Ming’s Christmas Wishes follows a little girl named Ming as she struggles to find an identity for herself in 1930s California, torn between her Chinese roots and her American life. Barred from the school Christmas choir on account of her race, Ming hopes to at least talk her mother into a Christmas tree, but her mother vetoes this, as Christmas trees are not Chinese. Ming’s sympathetic father takes Ming to visit an old friend, Uncle Lin, and they reminisce about their adventures, which span two continents. After leaving Uncle Lin, they visit an altar built by Chinese miners, then compromise on the tree issue by harvesting a Chinese pine. At the end they decorate the tree with Chinese ornaments while the mother watches in the background, if not with complete approval then at least without open hostility.
My favorite part of the book was the illustrations, which are gorgeous full-spread paintings done by Japanese illustrator Masahiro Tateishi. They’re so soft and cozy, and they set the stage beautifully. I also appreciated the setting and the details; the book was inspired by family stories passed down by Gong’s in-laws, and it includes a number of things familiar to me, from the juk (rice porridge) Ming and her father eat for breakfast to the incense they light at the altar. I’ve seen at least one reviewer note some confusion with the time period and the attitude of the American teacher who banned Ming from choir, but this wasn’t an obstacle for me, possibly because exclusion is a basic staple in Chinese American history.
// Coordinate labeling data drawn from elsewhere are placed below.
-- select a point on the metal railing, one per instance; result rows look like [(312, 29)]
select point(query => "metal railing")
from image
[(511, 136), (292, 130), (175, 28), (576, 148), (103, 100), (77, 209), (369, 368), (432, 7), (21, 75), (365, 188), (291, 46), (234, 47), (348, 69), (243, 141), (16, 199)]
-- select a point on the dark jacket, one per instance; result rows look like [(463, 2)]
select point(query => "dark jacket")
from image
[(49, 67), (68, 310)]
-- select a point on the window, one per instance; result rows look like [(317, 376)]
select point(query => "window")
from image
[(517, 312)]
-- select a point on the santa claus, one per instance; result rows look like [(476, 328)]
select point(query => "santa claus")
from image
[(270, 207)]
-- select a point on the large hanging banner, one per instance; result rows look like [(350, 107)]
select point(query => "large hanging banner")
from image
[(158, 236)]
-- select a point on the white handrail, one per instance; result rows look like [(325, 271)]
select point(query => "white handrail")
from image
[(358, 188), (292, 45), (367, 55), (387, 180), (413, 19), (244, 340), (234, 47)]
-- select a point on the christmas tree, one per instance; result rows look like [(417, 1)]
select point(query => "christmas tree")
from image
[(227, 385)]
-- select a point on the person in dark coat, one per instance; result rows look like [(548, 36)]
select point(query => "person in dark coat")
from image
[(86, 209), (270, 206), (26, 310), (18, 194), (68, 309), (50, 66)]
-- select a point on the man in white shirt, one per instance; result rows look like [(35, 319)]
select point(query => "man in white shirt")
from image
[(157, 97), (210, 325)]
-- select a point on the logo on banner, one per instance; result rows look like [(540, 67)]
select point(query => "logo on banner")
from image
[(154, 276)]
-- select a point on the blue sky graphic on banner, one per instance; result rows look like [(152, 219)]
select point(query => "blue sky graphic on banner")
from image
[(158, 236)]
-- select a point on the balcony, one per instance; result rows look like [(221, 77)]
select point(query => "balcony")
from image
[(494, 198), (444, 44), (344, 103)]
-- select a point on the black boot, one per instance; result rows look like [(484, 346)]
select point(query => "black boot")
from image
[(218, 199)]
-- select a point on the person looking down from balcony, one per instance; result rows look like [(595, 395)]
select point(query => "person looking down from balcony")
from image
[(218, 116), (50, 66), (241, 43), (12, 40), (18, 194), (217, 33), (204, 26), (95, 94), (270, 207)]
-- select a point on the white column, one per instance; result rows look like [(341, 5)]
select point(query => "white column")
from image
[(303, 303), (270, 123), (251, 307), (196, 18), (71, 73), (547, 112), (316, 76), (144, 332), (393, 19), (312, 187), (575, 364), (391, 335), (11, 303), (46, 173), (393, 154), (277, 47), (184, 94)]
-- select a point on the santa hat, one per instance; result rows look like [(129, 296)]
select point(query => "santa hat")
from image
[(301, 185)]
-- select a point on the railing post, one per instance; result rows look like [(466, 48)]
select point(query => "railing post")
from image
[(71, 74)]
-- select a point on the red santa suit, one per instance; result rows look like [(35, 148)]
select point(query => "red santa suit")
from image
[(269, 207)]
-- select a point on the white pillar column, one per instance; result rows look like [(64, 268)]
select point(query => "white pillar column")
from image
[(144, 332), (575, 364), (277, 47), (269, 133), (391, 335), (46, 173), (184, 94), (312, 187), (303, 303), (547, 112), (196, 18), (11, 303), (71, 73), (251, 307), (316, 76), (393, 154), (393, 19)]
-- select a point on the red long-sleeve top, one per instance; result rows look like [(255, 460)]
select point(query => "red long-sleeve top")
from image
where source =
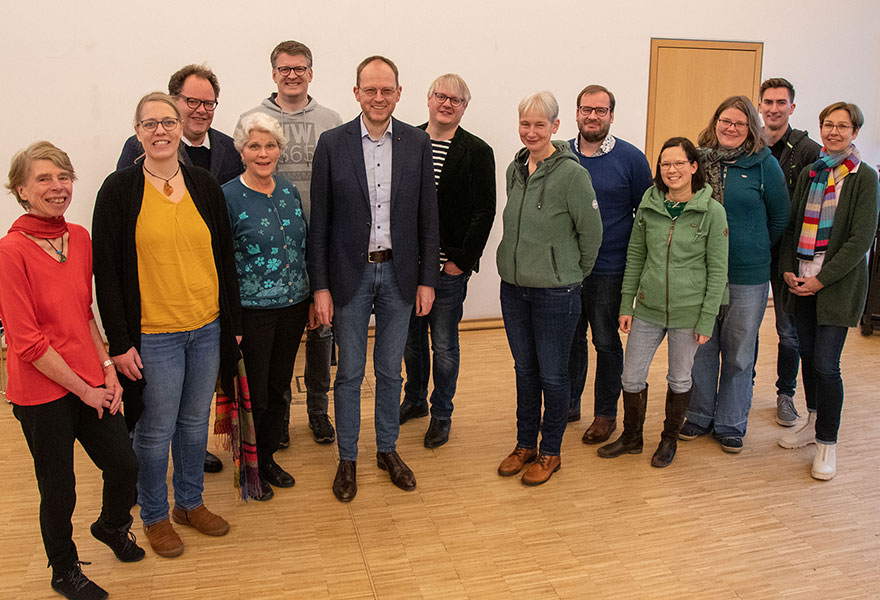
[(45, 303)]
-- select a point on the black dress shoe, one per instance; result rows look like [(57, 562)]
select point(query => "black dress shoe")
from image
[(408, 411), (212, 463), (401, 475), (267, 492), (271, 472), (345, 483), (438, 433)]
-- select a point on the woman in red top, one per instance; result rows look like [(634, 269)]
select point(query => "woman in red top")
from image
[(62, 383)]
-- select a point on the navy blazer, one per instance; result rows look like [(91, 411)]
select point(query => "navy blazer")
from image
[(225, 159), (341, 220)]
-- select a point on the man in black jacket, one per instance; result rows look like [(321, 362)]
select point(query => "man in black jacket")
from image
[(464, 172), (794, 150)]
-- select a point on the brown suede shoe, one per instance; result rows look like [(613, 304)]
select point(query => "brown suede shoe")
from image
[(541, 471), (516, 460), (599, 430), (201, 519), (163, 539)]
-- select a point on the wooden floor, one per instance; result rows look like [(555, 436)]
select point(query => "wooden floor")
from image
[(712, 525)]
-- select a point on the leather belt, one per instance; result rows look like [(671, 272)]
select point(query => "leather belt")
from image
[(379, 256)]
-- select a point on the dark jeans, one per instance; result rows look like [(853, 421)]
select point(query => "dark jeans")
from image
[(540, 323), (820, 350), (269, 344), (443, 322), (601, 306), (50, 430)]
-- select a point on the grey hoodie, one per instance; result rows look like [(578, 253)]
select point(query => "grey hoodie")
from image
[(302, 128)]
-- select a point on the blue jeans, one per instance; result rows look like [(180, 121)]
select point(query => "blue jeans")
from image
[(379, 292), (641, 344), (723, 402), (180, 371), (443, 322), (820, 350), (601, 306), (540, 324)]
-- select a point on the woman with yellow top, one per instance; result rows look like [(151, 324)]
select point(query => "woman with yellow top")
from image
[(168, 296)]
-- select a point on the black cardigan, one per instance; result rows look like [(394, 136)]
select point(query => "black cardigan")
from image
[(466, 199), (116, 273)]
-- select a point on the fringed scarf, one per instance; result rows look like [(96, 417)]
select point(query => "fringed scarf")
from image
[(827, 175), (712, 159), (234, 429)]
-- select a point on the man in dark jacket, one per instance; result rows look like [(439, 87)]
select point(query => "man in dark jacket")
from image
[(464, 172), (794, 150), (195, 89)]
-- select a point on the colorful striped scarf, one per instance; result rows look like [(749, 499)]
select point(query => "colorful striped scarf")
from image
[(234, 429), (827, 175)]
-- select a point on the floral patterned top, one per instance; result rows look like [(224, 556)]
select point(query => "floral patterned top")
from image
[(269, 239)]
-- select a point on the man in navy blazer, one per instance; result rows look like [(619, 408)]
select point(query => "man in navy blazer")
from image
[(373, 247), (195, 89)]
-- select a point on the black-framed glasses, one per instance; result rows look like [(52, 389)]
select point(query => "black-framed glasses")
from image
[(600, 111), (168, 124), (453, 100), (194, 103), (299, 71)]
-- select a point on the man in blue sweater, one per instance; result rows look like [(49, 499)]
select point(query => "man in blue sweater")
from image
[(620, 174)]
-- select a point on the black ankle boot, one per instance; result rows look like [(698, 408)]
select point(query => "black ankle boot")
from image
[(630, 441), (676, 407)]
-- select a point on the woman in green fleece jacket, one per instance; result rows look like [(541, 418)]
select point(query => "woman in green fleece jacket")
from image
[(822, 260), (676, 270), (552, 233)]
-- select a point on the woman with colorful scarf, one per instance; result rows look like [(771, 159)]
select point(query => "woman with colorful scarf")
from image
[(62, 383), (748, 182), (822, 260)]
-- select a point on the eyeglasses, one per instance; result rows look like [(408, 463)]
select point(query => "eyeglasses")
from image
[(828, 126), (453, 100), (600, 111), (726, 123), (384, 92), (298, 71), (194, 103), (168, 124), (677, 165)]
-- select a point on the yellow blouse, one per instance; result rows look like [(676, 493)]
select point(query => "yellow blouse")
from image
[(179, 287)]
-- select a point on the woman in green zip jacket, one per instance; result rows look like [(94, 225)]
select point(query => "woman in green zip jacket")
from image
[(676, 270), (822, 260), (552, 233)]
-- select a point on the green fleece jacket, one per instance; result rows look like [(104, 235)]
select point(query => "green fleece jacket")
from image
[(552, 228), (845, 269), (676, 271)]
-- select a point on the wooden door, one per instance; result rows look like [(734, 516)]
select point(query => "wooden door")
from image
[(689, 79)]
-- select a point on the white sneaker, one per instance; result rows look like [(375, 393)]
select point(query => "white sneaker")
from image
[(825, 461), (803, 436)]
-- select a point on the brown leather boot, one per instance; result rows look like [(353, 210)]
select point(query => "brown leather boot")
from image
[(630, 441), (676, 407)]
The trouble is that there’s not much substance to the story. The writing is okay, if a bit awkward in places, but it doesn’t make me feel anything in particular. I get what Gong was trying to do, but the book’s stated purpose got muddled in the telling. It is not, for instance, clear to me how Ming learns to “draw strength from nature, from [her] Chinese heritage, and from deep and enduring family ties,” as the cover blurb claims she does. The closest we get is this bit:
“But Mama said no Christmas tree.”
“Ah, but this is not a Christmas tree,” Pop said. “This is a Chinese pine—for long life.”
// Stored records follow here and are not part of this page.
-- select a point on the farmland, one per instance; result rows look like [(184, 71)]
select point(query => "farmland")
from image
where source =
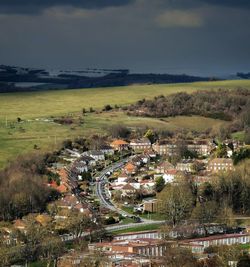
[(37, 109)]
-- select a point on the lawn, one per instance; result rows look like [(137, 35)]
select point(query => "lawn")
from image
[(138, 228), (35, 107)]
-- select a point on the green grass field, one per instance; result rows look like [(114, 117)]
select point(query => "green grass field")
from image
[(19, 138), (138, 228)]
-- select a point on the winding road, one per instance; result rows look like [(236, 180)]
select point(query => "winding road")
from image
[(106, 201)]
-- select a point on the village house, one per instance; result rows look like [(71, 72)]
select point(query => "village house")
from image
[(147, 185), (201, 147), (107, 149), (164, 166), (220, 164), (80, 167), (70, 202), (128, 190), (140, 144), (150, 205), (130, 168), (122, 178), (170, 175), (165, 147), (143, 247), (186, 165), (198, 245), (136, 160), (97, 155), (119, 145), (152, 234)]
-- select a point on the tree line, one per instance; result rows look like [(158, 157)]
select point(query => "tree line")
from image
[(23, 187)]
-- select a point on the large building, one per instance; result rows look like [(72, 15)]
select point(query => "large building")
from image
[(198, 245), (140, 144), (143, 247), (220, 164)]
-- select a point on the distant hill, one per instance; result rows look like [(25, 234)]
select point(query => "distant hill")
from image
[(243, 75), (17, 79)]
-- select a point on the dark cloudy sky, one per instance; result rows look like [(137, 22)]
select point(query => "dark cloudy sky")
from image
[(174, 36)]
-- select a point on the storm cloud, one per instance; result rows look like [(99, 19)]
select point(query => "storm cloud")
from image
[(38, 6), (202, 37)]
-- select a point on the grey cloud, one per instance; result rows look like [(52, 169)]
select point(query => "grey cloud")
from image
[(38, 6), (229, 3)]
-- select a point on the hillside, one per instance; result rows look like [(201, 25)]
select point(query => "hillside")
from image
[(17, 79), (36, 110)]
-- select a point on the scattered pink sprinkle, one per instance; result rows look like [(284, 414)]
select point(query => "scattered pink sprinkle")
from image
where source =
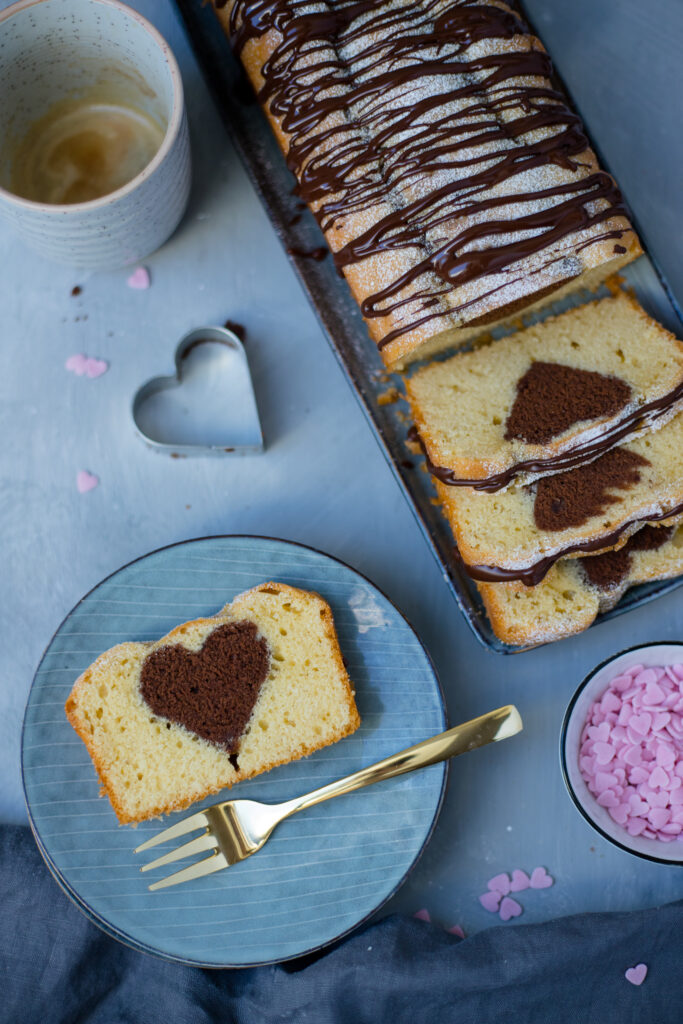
[(86, 481), (139, 279), (509, 908), (631, 752), (636, 975), (491, 901), (87, 366), (500, 884), (540, 879), (520, 881)]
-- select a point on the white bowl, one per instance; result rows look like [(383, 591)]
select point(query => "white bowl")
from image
[(574, 718)]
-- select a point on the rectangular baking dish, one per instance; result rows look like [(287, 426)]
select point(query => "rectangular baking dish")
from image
[(343, 324)]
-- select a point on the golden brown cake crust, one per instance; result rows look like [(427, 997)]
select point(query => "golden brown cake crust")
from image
[(461, 407), (452, 195)]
“For strong character!” Ming said.
Other than that, Pop isn’t much help. Ming explicitly tells him she is trying to fit into two places at once, but she never gets a straight answer out of him.
“Pop,” she said, “I don’t fit in at school and I don’t fit in at home. What’s going to happen to me?”
He sighed. “You push too much, Butterfly. Pushing tips you off balance. Maybe you get hurt. Maybe you hurt somebody. Either way, pushing Mama won’t make you happy.” He looked deep into Ming’s eyes. “She is a good woman.”
“But she pushes me!” Ming said.
Pop sighed. “Hers is a hard story, Butterfly.”
Okay, first off: He didn’t answer her question. The question was “What is going to happen to me if I don’t feel either fully Chinese or fully American,” not “How can I get along with Mama?” The compromise with the Chinese pine is lovely and definitely fitting, but, though Ming ends up with a Christmas tree that isn’t overly American, there’s no way of knowing whether her field trip into the mountains has provided her with the armor she needs to power through the racism she encounters at school. The story is somewhat unresolved, and the characters are hard to pinpoint because they feel more like sketches than like people I might actually know. And maybe this is why the book feels so deeply impersonal to me: even though it was inspired by family stories, it doesn’t feel specific to this one particular family. It feels like it came out of a mold. It feels like a story that could be told by any Chinese American raised in the 1930s.
To be completely fair, I don’t know how Gong’s in-laws told the original story. I don’t know if she’s relating the story verbatim, or if she cobbled together several disparate stories to make a more cohesive narrative. Yet even allowing for this lack of context, it’s not obvious who the audience is supposed to be. If the book is intended for American children it should do its job just fine, though it is rather dated and I would advise parents/teachers to preface any readings with a brief explanation of the time period in which it is set, but if it’s intended for Chinese children it’s missed the mark.
Overall I think this book is a good entry point for kids who aren’t too aware of other cultures, but Chinese American kids looking for pointers on finding their way to a unified identity might be disappointed. In collecting my thoughts on this book, I asked myself, “Would I read this to my children?” And the answer, ultimately, was no. I don’t hate it. It’s not offensive. It’s not bad or mean-spirited or stereotype-ridden. It’s just very sweet and very bland, and that, in the end, was what pushed it – at least for me – from four stars to three.